Светлый фон

Креппер должен был увезти нас отсюда.

Так, во всяком случае, мы договаривались.

Но Задрыга был мертв, лодки, приготовленной им, я тоже нигде не видел, и поэтому «на другом берегу» означало для нас все равно, что — на другой стороне Луны.

Мы были отрезаны.

— Приехали!.. — просипел Крокодил.

Сразу чувствовалось, что он на последнем дыхании: вытянутое уродливое лицо у него посерело, дряблая кожа вдоль глаз собралась многочисленными морщинами, а тряпичный вялый язык вываливался из–за зубов, желтизной и изогнутостью своей в самом деле походивших на клыки крокодила.

Я даже на мгновение испугался, что он сейчас потеряет сознание.

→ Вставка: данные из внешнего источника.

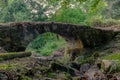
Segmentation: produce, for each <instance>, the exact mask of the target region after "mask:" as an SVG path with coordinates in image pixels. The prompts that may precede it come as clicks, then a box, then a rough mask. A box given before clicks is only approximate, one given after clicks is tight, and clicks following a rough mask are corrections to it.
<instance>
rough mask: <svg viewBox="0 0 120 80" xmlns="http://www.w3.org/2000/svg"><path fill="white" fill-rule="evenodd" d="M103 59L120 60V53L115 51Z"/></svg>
mask: <svg viewBox="0 0 120 80" xmlns="http://www.w3.org/2000/svg"><path fill="white" fill-rule="evenodd" d="M103 59H106V60H120V53H114V54H111V55H108V56H104V57H103Z"/></svg>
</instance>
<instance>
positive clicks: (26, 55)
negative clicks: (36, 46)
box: [0, 52, 31, 60]
mask: <svg viewBox="0 0 120 80" xmlns="http://www.w3.org/2000/svg"><path fill="white" fill-rule="evenodd" d="M30 55H31V53H30V52H13V53H0V59H1V60H8V59H14V58H21V57H27V56H30Z"/></svg>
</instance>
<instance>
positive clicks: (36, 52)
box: [25, 32, 66, 56]
mask: <svg viewBox="0 0 120 80" xmlns="http://www.w3.org/2000/svg"><path fill="white" fill-rule="evenodd" d="M65 47H66V40H65V39H64V38H63V37H62V36H60V35H58V34H55V33H51V32H46V33H42V34H40V35H38V36H37V37H36V38H35V39H33V40H32V41H31V42H30V43H29V44H28V46H27V47H26V50H25V51H32V52H35V53H39V54H40V55H44V56H48V55H50V54H52V53H53V52H54V51H55V50H58V49H65Z"/></svg>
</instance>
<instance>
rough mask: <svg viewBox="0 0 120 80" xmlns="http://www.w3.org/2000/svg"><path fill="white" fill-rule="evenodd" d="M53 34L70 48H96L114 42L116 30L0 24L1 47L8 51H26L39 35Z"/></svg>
mask: <svg viewBox="0 0 120 80" xmlns="http://www.w3.org/2000/svg"><path fill="white" fill-rule="evenodd" d="M45 32H52V33H56V34H58V35H61V36H62V37H63V38H64V39H65V40H66V41H67V43H68V48H73V47H75V48H94V47H97V46H100V45H102V44H105V43H106V42H109V41H110V40H112V38H113V37H114V36H115V35H116V33H117V32H116V31H114V30H103V29H97V28H94V27H89V26H81V25H74V24H67V23H54V22H18V23H6V24H0V47H3V48H4V49H5V50H7V51H24V50H25V48H26V46H27V45H28V44H29V43H30V42H31V41H32V40H33V39H34V38H36V37H37V36H38V35H39V34H42V33H45Z"/></svg>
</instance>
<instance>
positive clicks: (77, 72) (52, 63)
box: [50, 62, 79, 76]
mask: <svg viewBox="0 0 120 80" xmlns="http://www.w3.org/2000/svg"><path fill="white" fill-rule="evenodd" d="M50 69H51V70H52V71H62V72H67V73H69V74H70V75H71V76H75V75H79V71H77V70H75V69H73V68H71V67H70V66H68V65H63V64H61V63H59V62H53V63H52V64H51V68H50Z"/></svg>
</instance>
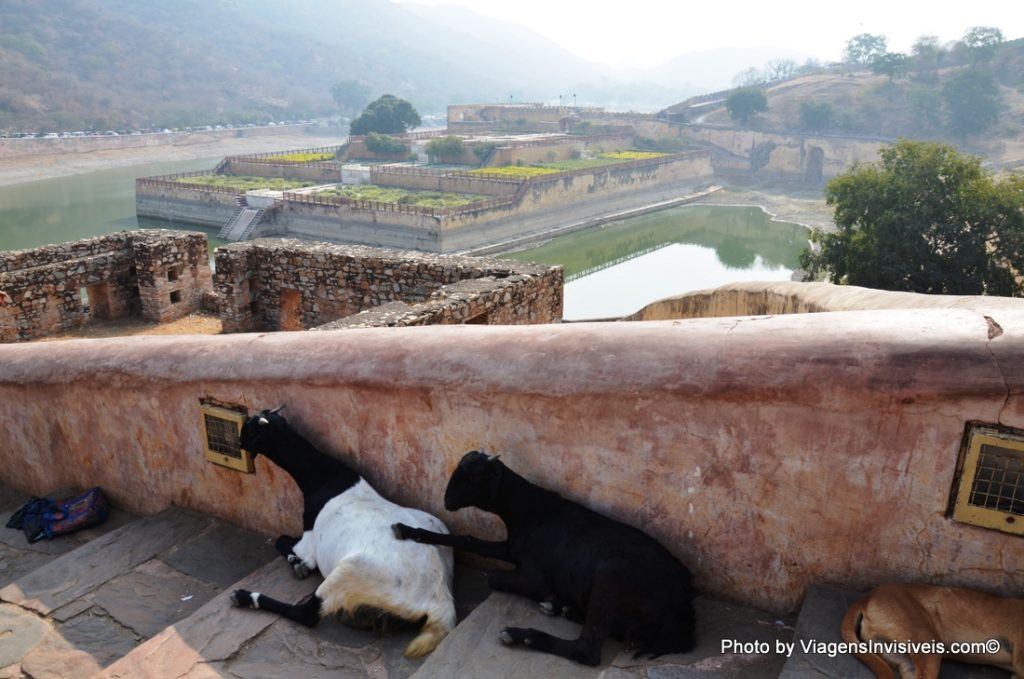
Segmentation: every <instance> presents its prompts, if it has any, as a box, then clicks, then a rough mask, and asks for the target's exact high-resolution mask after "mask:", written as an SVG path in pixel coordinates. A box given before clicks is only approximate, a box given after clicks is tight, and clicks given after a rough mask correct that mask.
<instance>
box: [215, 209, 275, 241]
mask: <svg viewBox="0 0 1024 679" xmlns="http://www.w3.org/2000/svg"><path fill="white" fill-rule="evenodd" d="M263 213H264V210H262V209H257V208H250V207H245V206H240V207H239V209H238V210H236V211H234V214H232V215H231V217H230V219H228V220H227V221H226V222H225V223H224V225H223V226H221V228H220V230H219V231H218V232H217V238H218V239H221V240H222V241H232V242H233V241H245V240H246V239H247V238H249V236H251V235H252V232H253V230H254V229H255V228H256V225H257V224H259V222H260V220H261V219H262V218H263Z"/></svg>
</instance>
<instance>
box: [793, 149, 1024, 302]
mask: <svg viewBox="0 0 1024 679" xmlns="http://www.w3.org/2000/svg"><path fill="white" fill-rule="evenodd" d="M881 156H882V160H881V163H879V164H867V165H856V166H854V167H853V168H852V169H851V170H850V171H849V172H847V173H845V174H843V175H840V176H838V177H836V178H834V179H833V180H830V181H829V182H828V184H827V185H826V187H825V200H826V202H827V204H828V205H830V206H831V207H833V209H834V212H835V217H834V219H835V222H836V225H837V227H838V230H837V231H836V232H827V234H826V232H822V231H820V230H817V229H816V230H815V231H813V234H812V239H811V240H812V241H813V242H814V243H816V244H817V245H818V246H819V248H818V250H817V251H813V250H806V251H804V253H803V254H802V255H801V257H800V263H801V266H802V267H803V268H804V269H805V270H806V271H807V277H806V279H805V280H809V279H814V278H817V277H818V275H819V274H821V273H826V274H827V277H828V278H830V280H831V281H834V282H836V283H841V284H849V285H857V286H865V287H868V288H880V289H883V290H900V291H907V292H919V293H932V294H949V295H979V294H989V295H1018V296H1019V295H1021V294H1022V293H1024V286H1022V285H1021V283H1019V282H1018V281H1017V279H1016V275H1015V272H1016V271H1021V270H1024V269H1022V268H1021V267H1022V265H1024V192H1021V190H1020V188H1021V187H1024V178H1021V177H1019V176H1017V177H1012V178H1011V179H1009V180H1002V181H996V180H995V179H993V178H992V176H991V175H989V174H987V173H986V172H985V171H984V170H982V169H981V159H978V158H973V157H967V156H962V155H961V154H958V153H957V152H956V151H955V150H954V148H952V147H951V146H948V145H945V144H941V143H936V142H927V141H910V140H906V139H903V140H900V141H898V142H896V143H895V144H892V145H890V146H886V147H884V148H883V150H882V152H881Z"/></svg>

Однако, именно Крокодил неожиданно схватил меня за плечо, заставив пригнуться, и с невероятной, неведомо откуда взявшейся силой, словно мальчика, протащил мимо толстых автомобильных покрышек, складированных штабелями, мимо газовых труб, выходящих из–под земли и оцинкованными суставами опять уходящих под землю, мимо древних мертвенных спилов, показывающих, что здесь тоже когда–то росли деревья, а затем, повернув за какие–то жесткие изломанные кусты, где уже пробивалась сквозь почки зеленоватая клейкость, опустился на корточки, потянув меня за собой, и, прикрывая мне рот ладонью, которая попахивала чесноком, прошипел, как безумный, вращая фиолетовыми зрачками:

— Сидим тихо!..

И сейчас же по тому месту, где мы только что находились, топоча по земле тяжелыми коваными ботинками, равномерно побрякивая пластинками лат, которые чешуей блестели на солнце, выставив перед собой обнаженные ятаганы, пробежали, держась друг другу в затылок, широкоплечие сарацины, и звериное стонущее дыхание их, рвущееся из груди, выходило, казалось, через единую глотку.

Нас они не заметили, однако, пройди их маршрут немного левее, и мы очутились бы точно у них на дороге.

Перспектива не из приятных.

— Кажется, влипли, — сдавленно сказал Крокодил.

Положение наше действительно было отчаянное.

Правда, непосредственная опасность, видимо, пока миновала, но за проволочной изгородью кустов, которые сцепленностью своей давали нам кое–какую защиту, открывался просторный, вытоптанный учениями, безжизненный плац, неприветливый и опоясанный по другой стороне казармами из желтого камня — мрачное трехэтажное здание административного корпуса поднималось над длинными ребрами крыш, трепетал раздвоенный вымпел на вытянутой антенне флагштока, будто сказочное существо, гнусавил, надсаживаясь, сигнал тревоги, а между административным корпусом и казармами, сталкиваясь так, что даже сюда доносился металлический грохот, перекатывались, как по биллиарду шары, бронзовые фигуры воинов.